On ne parle pas de corde dans la maison du pendu
Car pourquoi (S) Remuer le couteau dans la plaie?
Certes, notre présence dans la maison du défunt risque de raviver la peine de ses proches, mais aussi un tant soit peu les en soulager.
Mais est-ce donc un soulagement, que d'oublier une peine juste?
Nous ne soulageons pas leur peine en la leur faisant oublier, mais en la partageant, les amis sont faits pour ça.
Est-ce donc de l'amitié, que de partager ce pour quoi on ne peut payer le prix?
(P) We love the best, and share the rest.
Vous l'appelez "partage"? c'est du pillage.
Mais nous sommes sincèrement touchés par leur peine.
(P) Me blesse qu'on s'intéresse à ce moi qui me bouleverse.
Nos condoléances répondent à un véritable besoin de leur part.
(P) Je partage un fardeau trop léger pour moi, à deux il pourrait faire le poids, en cas d'échec on se mettra à trois.
Et parler de vie dans la maison du mort-né?
(P) La vérité pousse sur les bords des lieux communs et des sentiers battus.
Car la langue de bois est dans le vrai: Tu ne parleras pas de corde dans la maison du pendu!
Pourquoi? pour éviter l'amalgame entre la fin et les moyens.
Tous les chemins mènent vers la mort, la corde, dans le cas du disparu, n'en est qu'un parmi mille qu'il aurait pu emprunter pour y parvenir,
(P) Tant de causes et si peu d'effets,
s'y attarder, c'est faire à un accident de parcours trop d'honneur.
Dans la maison du pendu, la mort est le plat de résistance et la corde, la recette.
Le gourmet idéalement devrait tout ignorer des secrets du chef, pour bien goûter à la mort, il faut l'isoler de l'amont et de l'aval.
PB se tire une balle dans la tête, les commentateurs sont unanimes: "Il y a toujours un mystère dans l'ultime décision de se donner la mort. Mais les raisons qui ont fait basculer PB dans le désespoir sont, elles, bien réelles" (Le Nouvel Observateur).
Quand on n'en sait rien, autant assurer ses arrières,
(P) Le cerveau a horreur de la cause suffisante,
a fortiori du vide causal.
Et s'il avait laissé une lettre d'adieu disant: "Je n'en peux plus" - mais "Je n'en peux plus" est la preuve du contraire...
Et s'il avait laissé une lettre d'adieu disant: "Je me suis donné la mort à cause de la calomnie", faudrait-il parler de calomnie dans la maison de PB?

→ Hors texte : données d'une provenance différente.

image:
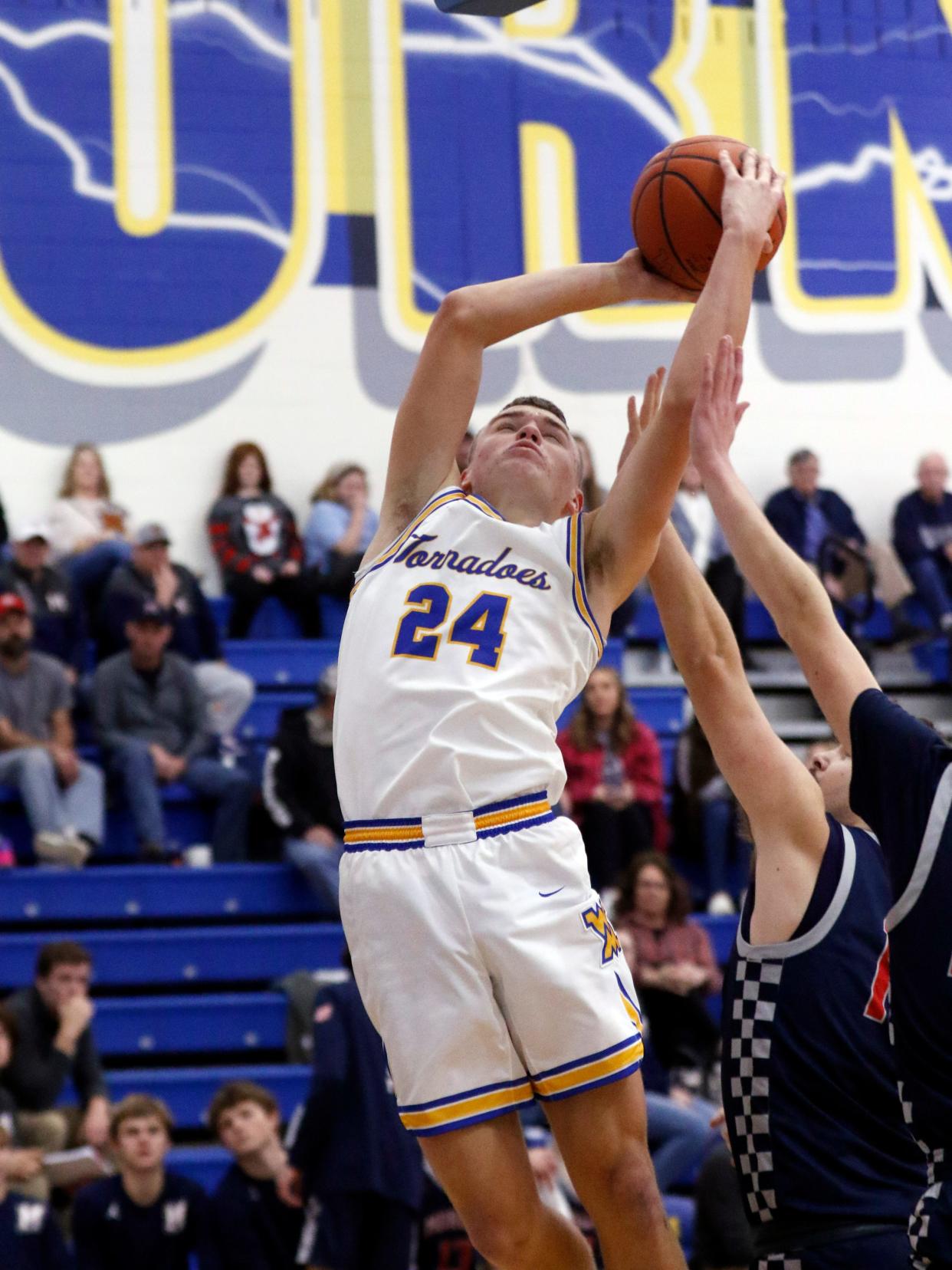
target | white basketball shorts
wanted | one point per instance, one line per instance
(487, 962)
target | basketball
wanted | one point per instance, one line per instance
(675, 210)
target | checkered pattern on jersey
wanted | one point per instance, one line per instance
(752, 1029)
(924, 1255)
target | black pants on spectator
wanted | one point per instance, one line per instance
(612, 838)
(297, 594)
(682, 1031)
(727, 584)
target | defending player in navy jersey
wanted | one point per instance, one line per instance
(481, 952)
(892, 774)
(828, 1167)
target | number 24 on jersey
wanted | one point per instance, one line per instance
(481, 625)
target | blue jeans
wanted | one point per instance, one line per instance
(931, 582)
(231, 789)
(320, 867)
(679, 1138)
(48, 807)
(89, 571)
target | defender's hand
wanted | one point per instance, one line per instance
(640, 419)
(750, 197)
(717, 413)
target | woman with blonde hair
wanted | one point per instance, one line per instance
(615, 786)
(340, 525)
(87, 528)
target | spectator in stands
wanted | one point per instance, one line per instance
(255, 540)
(704, 814)
(723, 1239)
(593, 495)
(253, 1227)
(59, 625)
(922, 535)
(151, 722)
(54, 1045)
(340, 526)
(675, 968)
(21, 1166)
(692, 516)
(301, 791)
(615, 786)
(143, 1217)
(29, 1235)
(804, 515)
(62, 795)
(88, 530)
(150, 574)
(352, 1160)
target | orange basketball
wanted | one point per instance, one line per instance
(675, 210)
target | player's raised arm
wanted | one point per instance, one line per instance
(793, 594)
(782, 801)
(435, 412)
(622, 535)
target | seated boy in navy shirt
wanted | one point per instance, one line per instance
(143, 1217)
(254, 1229)
(29, 1237)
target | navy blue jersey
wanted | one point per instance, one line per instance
(350, 1138)
(809, 1074)
(112, 1232)
(29, 1237)
(903, 789)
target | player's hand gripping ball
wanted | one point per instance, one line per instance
(675, 210)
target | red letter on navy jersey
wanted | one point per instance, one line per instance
(876, 1005)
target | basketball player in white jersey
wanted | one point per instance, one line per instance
(483, 956)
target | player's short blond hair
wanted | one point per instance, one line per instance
(140, 1107)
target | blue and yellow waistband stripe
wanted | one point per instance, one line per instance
(468, 1107)
(505, 817)
(574, 555)
(586, 1074)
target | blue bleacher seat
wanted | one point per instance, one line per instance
(721, 929)
(145, 892)
(170, 1025)
(193, 956)
(203, 1165)
(282, 663)
(188, 1090)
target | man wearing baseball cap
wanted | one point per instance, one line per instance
(59, 625)
(151, 722)
(151, 574)
(62, 795)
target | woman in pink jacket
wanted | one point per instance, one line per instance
(615, 785)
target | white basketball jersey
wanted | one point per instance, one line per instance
(464, 643)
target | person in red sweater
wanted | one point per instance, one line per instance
(615, 786)
(255, 541)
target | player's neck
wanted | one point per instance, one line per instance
(143, 1188)
(267, 1163)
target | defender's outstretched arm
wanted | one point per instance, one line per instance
(621, 536)
(435, 412)
(782, 801)
(793, 594)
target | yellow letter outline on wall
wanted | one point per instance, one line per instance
(918, 232)
(140, 71)
(205, 354)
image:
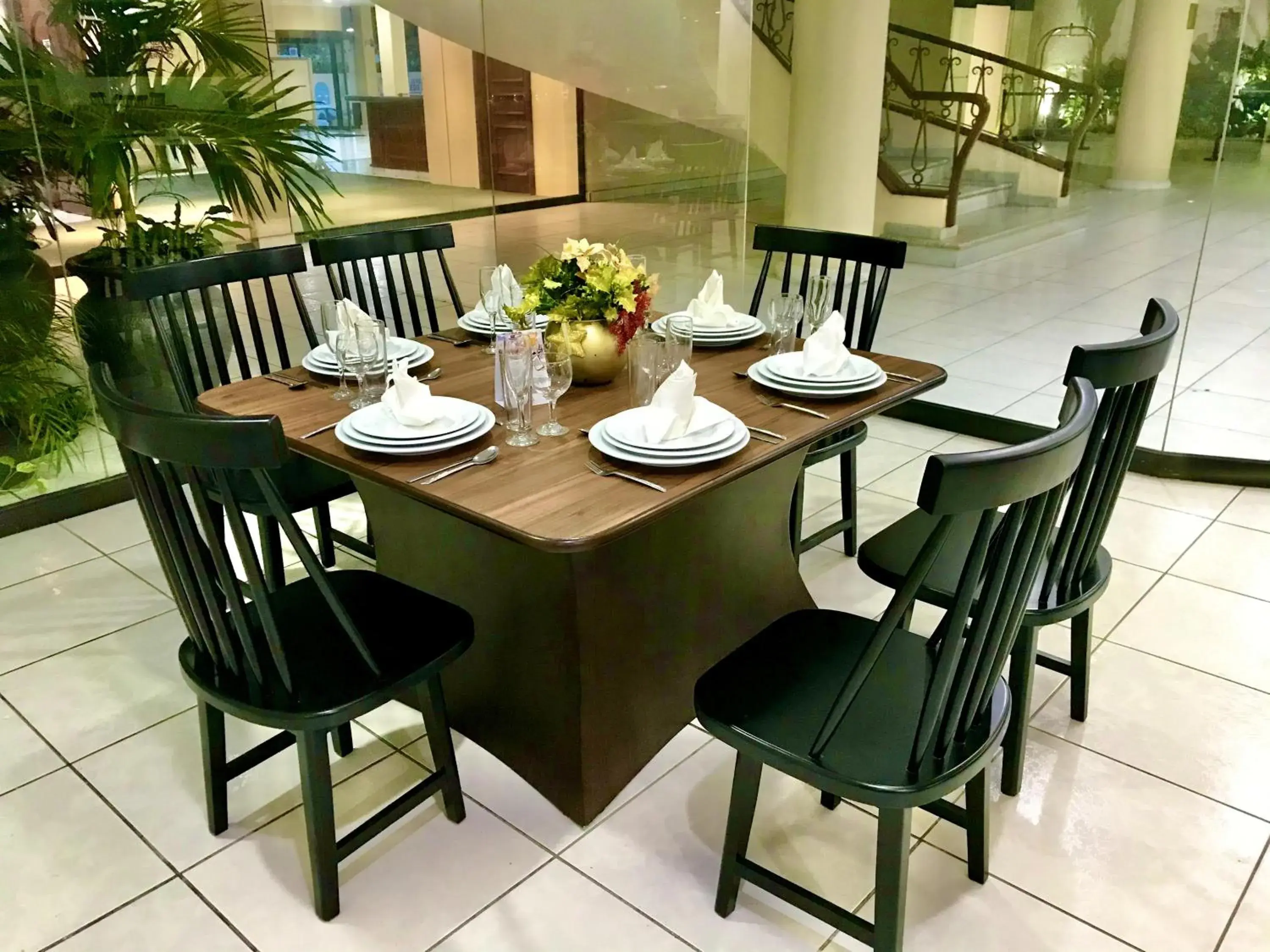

Non, car la calomnie est plus faible que le suicide, le suicide est l'arbre qui cache le désert vert.
Quand la surface est trouble, laissons la profondeur au scaphandrier, expliquer l'une par l'autre, c'est
(P) Offrir des béquilles à Carl Lewis.
Qui défendra la cause de l'effet?
(P) "Béni soit-Il qui isola le sacré du profane".
Ajoutez de l'ordre au désordre, seul le désordre en profitera, mélangez une matière pure et une matière impure, l'une en sortira impure, l'autre, plus impure encore.
Parler de corde dans la maison du pendu, c'est troquer le terminal contre la logistique, la chose en soi contre un truc. Il est donc de notre devoir de ne pas en parler.
Hélas, nous y parlons de corde, et comment, nous n'y parlons pour ainsi dire que de ça - et du beau temps, et du chômage, et du suicide de PB -, de quoi voulez-vous que l'on y parle, de mort?
Dire, point, n'est déjà pas de ce monde, alors ne point dire...
(P) We love the best and share rest.